Democrats have revived their efforts to portray the Republican Party as “extreme” — an image the GOP and its Trumpian apologists for the Jan. 6 mob are doing little to combat. But the governing party’s partisan allies also insist that the primary manifestation of Republican “extremism” is their efforts to block Democratic legislative initiatives. “Experts on comparative politics say the GOP is an extremist outlier” compared with center-right political parties elsewhere on the globe, Vox’s Zack Beauchamp wrote. Perhaps. But so what? The party in command of a majority of statehouses and state legislatures and which owes its minority status in the Senate to a consent agreement with Democrats isn’t an “outlier” in the United States.

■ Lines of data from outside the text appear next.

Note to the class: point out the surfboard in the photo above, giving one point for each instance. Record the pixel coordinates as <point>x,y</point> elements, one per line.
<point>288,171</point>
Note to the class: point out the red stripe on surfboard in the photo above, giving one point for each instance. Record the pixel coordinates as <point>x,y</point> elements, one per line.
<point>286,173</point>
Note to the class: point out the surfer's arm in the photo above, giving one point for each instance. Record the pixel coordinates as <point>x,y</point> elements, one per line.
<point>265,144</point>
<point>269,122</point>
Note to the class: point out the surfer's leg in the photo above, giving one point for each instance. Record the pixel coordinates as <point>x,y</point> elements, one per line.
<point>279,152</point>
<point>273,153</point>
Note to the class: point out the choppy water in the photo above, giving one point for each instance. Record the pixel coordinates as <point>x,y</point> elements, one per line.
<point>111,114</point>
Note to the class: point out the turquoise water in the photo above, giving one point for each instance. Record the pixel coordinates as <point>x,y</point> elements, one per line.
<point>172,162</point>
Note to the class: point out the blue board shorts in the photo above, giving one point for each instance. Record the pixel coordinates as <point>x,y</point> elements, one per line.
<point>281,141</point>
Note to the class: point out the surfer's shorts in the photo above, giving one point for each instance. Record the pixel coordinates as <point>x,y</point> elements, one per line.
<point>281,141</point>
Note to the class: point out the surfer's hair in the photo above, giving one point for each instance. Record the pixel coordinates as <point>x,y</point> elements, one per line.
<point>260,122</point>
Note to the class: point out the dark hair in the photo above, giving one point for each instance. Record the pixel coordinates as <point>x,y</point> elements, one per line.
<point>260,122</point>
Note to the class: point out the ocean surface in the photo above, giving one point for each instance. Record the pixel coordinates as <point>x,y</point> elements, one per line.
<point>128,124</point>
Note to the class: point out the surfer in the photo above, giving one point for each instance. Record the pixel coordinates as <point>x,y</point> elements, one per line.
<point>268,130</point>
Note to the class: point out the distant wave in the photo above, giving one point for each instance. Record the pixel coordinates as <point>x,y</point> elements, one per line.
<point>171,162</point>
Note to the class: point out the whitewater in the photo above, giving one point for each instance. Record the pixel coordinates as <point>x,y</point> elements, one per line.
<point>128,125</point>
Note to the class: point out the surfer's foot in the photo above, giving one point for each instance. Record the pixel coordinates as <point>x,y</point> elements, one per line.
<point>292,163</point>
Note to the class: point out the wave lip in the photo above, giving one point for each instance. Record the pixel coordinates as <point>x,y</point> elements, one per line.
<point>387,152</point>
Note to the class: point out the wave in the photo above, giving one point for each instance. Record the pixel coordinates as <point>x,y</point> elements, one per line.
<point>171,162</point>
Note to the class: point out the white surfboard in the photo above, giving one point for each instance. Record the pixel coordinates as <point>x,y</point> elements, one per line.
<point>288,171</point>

If this all sounds familiar to you, you’re not wrong. Democrats who rage against the party of obstruction, extremism and “no content” are reprising all the arguments they unsuccessfully deployed against the GOP ahead of their 2010 drubbing.
Then, as now, Democrats were theatrically scandalized by the Republican Party’s stubborn refusal to compromise with the governing party at a time when the governing party was far more powerful than it is today. “Obama frequently reminds voters he believes all the delay in Washington this year is the Republicans’ fault,” Politico observed at the time. But that’s exactly what the voters they were pursuing wanted.
Then, as now, the internecine tumult that gave rise to a new generation of anti-establishmentarian Republicans was a species of Republican “extremism.” The “quasi-libertarian” populism that overtook the GOP a decade ago has been supplanted by a quasi-authoritarian populism, but the profound distinctions between the two movements are elided in Democratic rhetoric that frames both as equally “extremist.” Again, given the alternative, that’s what prospective Republican voters are willing to accept.
Then, as now, Democrats are irritated by how Republicans have managed to avoid taking “stands on a sea of issues.” In 2010, Democrats convinced themselves that Republicans had positioned their party as a nebulous vehicle of reflexive opposition. Worse, voters were letting them get away with it. That is a handy narrative if your goal is to avoid confronting the conditions that have allowed Republicans to get away with it. Namely, the governing party’s dogged commitment to what America’s most enthused voters increasingly see as maladministration.
Democrats know they’re facing strong headwinds ahead of 2022, but they cannot be honest with themselves about why. Democrats convinced themselves that the mandate Biden won in 2020 for moderation and a return to the pre-Trump status quo was a mandate to rewrite the American social compact. Republicans don’t have to be anything more than be against that.